I Masnadieri de Verdi à Munich : rapt de beauté
Créé en 1847 à Londres, I Masnadieri n'est pas l'opéra le plus connu de Verdi. Servi ici par une distribution de haut vol et un orchestre flamboyant, on ne peut que souhaiter l'entendre plus souvent.

L'œuvre est nimbée d'une ambiance romantique issue d'un néogothique macabre avec une succession d'intrigues à rebondissements et au dénouement assez surprenant. La mise en scène, unique pour l'ensemble de la soirée, se déroule dans le palais de la famille Moor, vu à travers un objectif fish-eye qui distord toutes les perspectives, permettant aux murs latéraux de se mouvoir, afin de laisser une ouverture centrale plus importante pour laisser passer le chœur ou bien se resserrer pour concentrer l'intrigue sur les protagonistes. Dans une permanente pénombre, des jeux de voiles permettent de délimiter certains espaces, jouant sur le cadre de scène. Seul varie le centre du plateau où sont alternativement disposés cercueils, tables et chaises qui permettent de distinguer les changements de tableaux. Un violoncelle sera le fil rouge du personnage de la mère décédée de Carlo et de Francesco, frères rivaux se disputant la main d'Amalia, l'un par amour bien que brigand, l'autre par désir de possession et parricide. Seuls figurent quelques sapins au milieu de l'intrigue, puis des cerfs blancs géants, bien incongrus et à l'utilité douteuse. C'est toutefois sur le plan vocal qu'il faut chercher l'ivresse de la soirée.

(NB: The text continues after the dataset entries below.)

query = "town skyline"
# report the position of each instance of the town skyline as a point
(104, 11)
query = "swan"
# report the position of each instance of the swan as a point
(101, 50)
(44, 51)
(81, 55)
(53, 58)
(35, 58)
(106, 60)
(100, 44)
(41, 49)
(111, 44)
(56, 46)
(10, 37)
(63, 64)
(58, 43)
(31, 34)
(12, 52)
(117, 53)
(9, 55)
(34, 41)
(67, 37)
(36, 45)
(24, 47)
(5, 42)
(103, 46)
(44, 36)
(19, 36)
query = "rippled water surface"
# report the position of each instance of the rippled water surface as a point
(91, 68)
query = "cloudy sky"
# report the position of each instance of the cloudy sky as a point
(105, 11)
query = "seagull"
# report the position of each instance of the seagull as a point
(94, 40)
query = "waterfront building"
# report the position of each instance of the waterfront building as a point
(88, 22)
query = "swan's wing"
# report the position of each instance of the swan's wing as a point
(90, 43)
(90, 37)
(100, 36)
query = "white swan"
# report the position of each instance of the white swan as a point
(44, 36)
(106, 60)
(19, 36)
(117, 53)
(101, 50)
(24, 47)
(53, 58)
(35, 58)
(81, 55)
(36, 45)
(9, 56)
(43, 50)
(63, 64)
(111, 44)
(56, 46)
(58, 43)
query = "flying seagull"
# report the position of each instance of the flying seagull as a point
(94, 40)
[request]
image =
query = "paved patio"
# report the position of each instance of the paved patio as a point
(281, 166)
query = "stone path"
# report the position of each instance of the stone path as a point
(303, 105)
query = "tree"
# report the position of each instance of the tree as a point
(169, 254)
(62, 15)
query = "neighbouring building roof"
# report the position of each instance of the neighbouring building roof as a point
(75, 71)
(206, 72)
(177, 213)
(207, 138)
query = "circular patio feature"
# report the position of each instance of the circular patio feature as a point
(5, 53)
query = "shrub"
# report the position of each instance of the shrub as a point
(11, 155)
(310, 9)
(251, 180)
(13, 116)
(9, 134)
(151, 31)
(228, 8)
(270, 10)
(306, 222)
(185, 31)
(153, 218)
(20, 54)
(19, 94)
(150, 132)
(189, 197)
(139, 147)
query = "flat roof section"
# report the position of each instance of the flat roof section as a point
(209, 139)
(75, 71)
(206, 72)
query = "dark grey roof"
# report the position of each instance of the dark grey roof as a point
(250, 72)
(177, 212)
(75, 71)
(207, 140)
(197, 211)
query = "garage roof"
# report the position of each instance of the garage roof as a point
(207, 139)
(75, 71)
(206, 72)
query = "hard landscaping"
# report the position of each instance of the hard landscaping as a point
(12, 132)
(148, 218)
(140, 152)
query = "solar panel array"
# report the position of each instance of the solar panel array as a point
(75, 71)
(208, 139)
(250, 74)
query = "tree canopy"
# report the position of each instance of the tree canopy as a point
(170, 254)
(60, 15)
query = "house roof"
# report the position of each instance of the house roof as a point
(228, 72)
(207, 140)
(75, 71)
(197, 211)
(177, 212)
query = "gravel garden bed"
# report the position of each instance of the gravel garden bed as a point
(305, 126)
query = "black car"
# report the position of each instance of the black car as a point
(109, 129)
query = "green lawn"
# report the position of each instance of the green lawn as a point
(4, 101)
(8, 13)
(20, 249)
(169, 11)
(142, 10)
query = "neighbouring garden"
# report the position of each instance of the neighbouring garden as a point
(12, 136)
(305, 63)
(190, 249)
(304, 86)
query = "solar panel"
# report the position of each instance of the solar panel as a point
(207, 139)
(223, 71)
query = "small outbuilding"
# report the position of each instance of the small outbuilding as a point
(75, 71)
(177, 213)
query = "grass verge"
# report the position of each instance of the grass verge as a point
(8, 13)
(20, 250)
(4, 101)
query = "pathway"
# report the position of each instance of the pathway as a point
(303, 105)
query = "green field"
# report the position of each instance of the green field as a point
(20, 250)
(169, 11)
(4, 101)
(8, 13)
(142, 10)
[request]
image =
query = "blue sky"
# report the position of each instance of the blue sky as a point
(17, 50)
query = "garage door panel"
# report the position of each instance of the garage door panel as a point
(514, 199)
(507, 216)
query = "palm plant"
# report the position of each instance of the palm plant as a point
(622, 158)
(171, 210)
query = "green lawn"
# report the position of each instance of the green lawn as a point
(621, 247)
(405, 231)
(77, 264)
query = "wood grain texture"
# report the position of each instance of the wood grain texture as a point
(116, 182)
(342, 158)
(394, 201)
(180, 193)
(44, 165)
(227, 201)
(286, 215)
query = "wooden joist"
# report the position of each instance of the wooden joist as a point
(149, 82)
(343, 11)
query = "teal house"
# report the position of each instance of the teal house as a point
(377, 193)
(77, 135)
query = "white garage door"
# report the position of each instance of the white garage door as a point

En effet, lorgnant toujours du côté du bel canto avec ses cantilènes lunaires et ses vocalises grisantes, Verdi caractérise de façon assez conventionnelle son écriture vocale mais avec une dextérité qui amènera son évolution vers une composition plus orchestrale de la voix. Dans la droite ligne de Joan Sutherland, Lisette Oropesa est fabuleuse de brillance vocale et de maîtrise de son instrument. L'extrême aigu n'est désormais plus l'aspect le plus saillant de sa tessiture par rapport à son début de carrière, mais le médium est d'une richesse harmonique avec une épaisseur moelleuse qui laisse penser ce que deviendra cette voix dans dix ans et ce qu'elle pourra trouver comme épanouissement dans les Verdi de la maturité. Quelques notes filées ont parfois besoin d'un peu plus de soutien pour éviter des problèmes d'intonation mais ceux-ci sont péchés véniels et peut être temporaires tant l'ensemble du diamant brille de toutes ses facettes. La vocalise facile et la projection sans faille complètent le tableau d'un rôle qui lui sied parfaitement à ce moment de sa carrière.

Le ténor Charles Castronovo ne peut s'enorgueillir d'une même santé vocale. Le timbre manque d'éclat et semble un peu trop mat pour tout à fait se différencier de son baryton de frère. Toutefois, son engagement dramatique et sa présence scénique sont admirables et il faut constater que ce rôle lui est plus adapté que celui de Don Carlos. Erwin Schrott est respectable dans le rôle de Massimiliano, avec ce qu'il faut de grandeur aristocratique et de tendresse paternelle, tant envers Amalia qu'envers son fils qui le trahit, le baryton Alfredo Daza. Ce dernier est précis dans les détails de son rôle, avec une tendance parfois à être trop dans la performance, dont toutefois il faut convenir qu'elle est convaincante, tant par l'homogénéité de son registre que de la tenue vocale.
L'orchestre n'est pas en reste. Les pupitres sont parfaitement équilibrés et les différents soli aménagés par Verdi sont gracieusement exécutés (tel celui du violoncelle à l'ouverture). L'ensemble fonctionne admirablement bien avec un chœur présent et bien mené.